The North first launched the missiles from a train in September as part of efforts to diversify its launch options, which now includes various vehicles and may eventually include submarines, depending on the country’s progress.

This photo provided on Saturday, Jan. 15, 2022, by the North Korean government shows a missile test from railway in North Pyongan Province, North Korea, on Jan. 14, 2022.  North Korea on Jan. 15 said it test-launched ballistic missiles from a train in what was seen as an apparent retaliation against fresh sanctions imposed by the Biden administration. Independent journalists were not given access to cover the event depicted in this image distributed by the North Korean government. The content of this image is as provided and cannot be independently verified. Korean language watermark on image as provided by source reads: "KCNA" which is the abbreviation for Korean Central News Agency.(Korean Central News Agency/Korea News Service via AP)
This photo provided on Saturday, Jan. 15, 2022, by the North Korean government shows a missile test from railway in North Pyongan Province, North Korea, on Jan. 14, 2022. North Korea on Jan. 15 said it test-launched ballistic missiles from a train in what was seen as an apparent retaliation against fresh sanctions imposed by the Biden administration. Independent journalists were not given access to cover the event depicted in this image distributed by the North Korean government. The content of this image is as provided and cannot be independently verified. Korean language watermark on image as provided by source reads: "KCNA" which is the abbreviation for Korean Central News Agency.(Korean Central News Agency/Korea News Service via AP)

Firing a missile from a train could add mobility, but some experts say North Korea’s simple rail networks running through its relatively small territory would be quickly destroyed by enemies during a crisis.

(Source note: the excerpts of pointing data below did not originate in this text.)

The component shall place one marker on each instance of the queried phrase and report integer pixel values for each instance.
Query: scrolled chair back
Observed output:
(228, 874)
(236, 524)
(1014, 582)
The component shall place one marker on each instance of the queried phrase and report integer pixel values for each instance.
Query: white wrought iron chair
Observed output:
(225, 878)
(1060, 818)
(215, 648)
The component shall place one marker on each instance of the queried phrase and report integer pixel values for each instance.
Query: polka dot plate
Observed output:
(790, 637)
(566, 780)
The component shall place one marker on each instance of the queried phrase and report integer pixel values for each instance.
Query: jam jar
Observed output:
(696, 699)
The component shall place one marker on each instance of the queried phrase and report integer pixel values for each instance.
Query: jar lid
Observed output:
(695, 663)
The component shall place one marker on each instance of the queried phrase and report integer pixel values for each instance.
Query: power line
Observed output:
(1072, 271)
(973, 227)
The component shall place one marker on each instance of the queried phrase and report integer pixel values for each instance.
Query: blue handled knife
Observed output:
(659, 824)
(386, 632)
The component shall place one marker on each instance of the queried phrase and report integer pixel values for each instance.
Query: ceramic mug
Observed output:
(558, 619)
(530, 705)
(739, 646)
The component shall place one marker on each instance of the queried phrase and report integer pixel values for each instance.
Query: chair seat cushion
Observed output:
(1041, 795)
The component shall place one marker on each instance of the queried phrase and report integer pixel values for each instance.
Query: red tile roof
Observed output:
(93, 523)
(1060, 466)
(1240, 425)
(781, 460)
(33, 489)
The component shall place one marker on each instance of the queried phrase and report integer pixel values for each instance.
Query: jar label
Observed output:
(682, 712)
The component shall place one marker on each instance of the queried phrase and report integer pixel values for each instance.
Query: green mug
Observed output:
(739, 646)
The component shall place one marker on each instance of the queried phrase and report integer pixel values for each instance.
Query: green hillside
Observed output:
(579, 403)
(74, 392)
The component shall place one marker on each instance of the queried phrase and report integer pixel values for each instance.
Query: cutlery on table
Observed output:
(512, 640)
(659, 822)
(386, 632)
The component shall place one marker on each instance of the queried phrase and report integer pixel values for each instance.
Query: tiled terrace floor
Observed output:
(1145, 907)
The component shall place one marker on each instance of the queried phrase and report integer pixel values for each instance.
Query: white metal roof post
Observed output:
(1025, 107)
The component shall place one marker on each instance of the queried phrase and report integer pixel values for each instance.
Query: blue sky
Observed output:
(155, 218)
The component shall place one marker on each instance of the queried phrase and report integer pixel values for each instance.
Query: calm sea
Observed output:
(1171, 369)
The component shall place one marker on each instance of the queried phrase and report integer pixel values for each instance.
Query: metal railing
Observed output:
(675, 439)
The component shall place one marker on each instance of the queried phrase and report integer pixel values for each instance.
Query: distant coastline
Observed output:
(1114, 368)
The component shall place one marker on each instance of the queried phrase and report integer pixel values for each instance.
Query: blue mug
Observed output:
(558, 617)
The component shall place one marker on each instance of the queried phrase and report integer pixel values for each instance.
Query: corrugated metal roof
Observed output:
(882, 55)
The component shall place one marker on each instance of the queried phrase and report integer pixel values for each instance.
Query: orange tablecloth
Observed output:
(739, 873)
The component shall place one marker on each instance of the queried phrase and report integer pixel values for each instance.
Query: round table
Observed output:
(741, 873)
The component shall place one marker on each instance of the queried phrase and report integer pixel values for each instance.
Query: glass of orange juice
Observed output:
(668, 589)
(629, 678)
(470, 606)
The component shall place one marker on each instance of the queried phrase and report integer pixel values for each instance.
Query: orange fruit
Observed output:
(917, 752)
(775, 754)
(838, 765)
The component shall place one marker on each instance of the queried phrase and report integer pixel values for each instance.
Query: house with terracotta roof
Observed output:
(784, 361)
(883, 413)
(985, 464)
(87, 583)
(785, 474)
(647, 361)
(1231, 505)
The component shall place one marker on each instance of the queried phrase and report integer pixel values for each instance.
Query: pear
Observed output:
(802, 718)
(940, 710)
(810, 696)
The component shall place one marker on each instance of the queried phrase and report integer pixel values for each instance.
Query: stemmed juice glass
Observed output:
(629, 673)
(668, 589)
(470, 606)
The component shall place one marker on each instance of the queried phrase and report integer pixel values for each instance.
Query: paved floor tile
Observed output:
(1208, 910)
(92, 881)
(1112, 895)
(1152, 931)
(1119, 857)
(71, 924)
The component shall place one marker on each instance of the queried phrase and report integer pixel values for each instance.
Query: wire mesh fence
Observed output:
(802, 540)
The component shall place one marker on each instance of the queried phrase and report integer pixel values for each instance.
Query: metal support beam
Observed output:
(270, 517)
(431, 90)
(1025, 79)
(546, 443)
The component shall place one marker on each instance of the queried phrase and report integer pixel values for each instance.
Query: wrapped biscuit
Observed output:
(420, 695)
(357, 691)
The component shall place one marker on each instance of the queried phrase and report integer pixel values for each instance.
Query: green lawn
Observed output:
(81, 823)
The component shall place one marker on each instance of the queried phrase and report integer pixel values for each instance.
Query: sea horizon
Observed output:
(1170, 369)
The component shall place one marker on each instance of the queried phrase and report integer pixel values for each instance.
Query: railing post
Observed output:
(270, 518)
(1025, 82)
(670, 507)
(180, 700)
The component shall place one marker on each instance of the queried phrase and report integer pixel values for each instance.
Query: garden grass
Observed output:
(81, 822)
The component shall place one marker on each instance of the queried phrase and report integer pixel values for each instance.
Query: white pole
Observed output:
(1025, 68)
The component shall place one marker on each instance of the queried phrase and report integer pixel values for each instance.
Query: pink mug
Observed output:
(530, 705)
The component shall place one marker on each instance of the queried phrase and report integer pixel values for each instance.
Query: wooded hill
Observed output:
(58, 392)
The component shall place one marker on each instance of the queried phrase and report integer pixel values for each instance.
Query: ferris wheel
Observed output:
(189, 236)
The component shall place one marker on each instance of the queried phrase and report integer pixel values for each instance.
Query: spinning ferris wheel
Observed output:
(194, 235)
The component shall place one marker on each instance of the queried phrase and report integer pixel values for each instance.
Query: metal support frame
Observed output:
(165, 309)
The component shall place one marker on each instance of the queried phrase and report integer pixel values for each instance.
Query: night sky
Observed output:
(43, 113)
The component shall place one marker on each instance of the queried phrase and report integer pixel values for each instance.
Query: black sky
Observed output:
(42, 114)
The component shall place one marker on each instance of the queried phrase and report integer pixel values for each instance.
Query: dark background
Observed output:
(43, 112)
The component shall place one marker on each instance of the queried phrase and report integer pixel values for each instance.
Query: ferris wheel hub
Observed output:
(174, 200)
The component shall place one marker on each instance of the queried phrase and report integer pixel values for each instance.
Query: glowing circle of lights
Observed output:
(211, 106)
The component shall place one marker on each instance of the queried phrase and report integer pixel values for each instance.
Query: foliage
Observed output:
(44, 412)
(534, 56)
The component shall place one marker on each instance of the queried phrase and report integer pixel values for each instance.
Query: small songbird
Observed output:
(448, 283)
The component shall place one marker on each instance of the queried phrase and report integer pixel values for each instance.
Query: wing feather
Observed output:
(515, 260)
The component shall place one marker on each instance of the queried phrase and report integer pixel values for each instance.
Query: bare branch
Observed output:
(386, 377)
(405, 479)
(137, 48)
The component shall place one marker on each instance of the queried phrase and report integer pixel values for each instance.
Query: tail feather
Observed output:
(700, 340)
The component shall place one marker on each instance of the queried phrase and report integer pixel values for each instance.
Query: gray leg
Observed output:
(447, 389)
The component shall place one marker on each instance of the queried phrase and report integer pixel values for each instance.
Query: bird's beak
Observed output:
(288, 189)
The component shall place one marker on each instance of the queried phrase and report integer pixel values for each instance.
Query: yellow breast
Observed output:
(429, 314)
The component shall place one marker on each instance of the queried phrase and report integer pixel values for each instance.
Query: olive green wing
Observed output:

The Biden administration on Wednesday imposed sanctions on five North Koreans over their roles in obtaining equipment and technology for the North’s missile programmes in its response to the previous tests this month.

The announcement by the Treasury Department came hours after Pyongyang said Mr Kim had overseen a successful test of a hypersonic missile on Tuesday that he claimed would greatly increase the country’s nuclear “war deterrent”.

Tuesday’s test was North Korea’s second demonstration of its purported hypersonic missile in a week.

Experts say North Korea would need years and more successful and longer-range tests before achieving a credible hypersonic system.

A US-led diplomatic push aimed at convincing Pyongyang to abandon its nuclear weapons programme collapsed in 2019 after the Trump administration rejected the North’s demands for major sanctions relief in exchange for a partial surrender of its nuclear capabilities.

Mr Kim has since pledged to further expand a nuclear arsenal he clearly sees as his strongest guarantee of survival, despite the country’s economy suffering major setbacks amid pandemic-related border closures and persistent US-led sanctions.

His government has so far rejected the Biden administration’s call to resume dialogue without preconditions, saying the US must first abandon its “hostile policy”.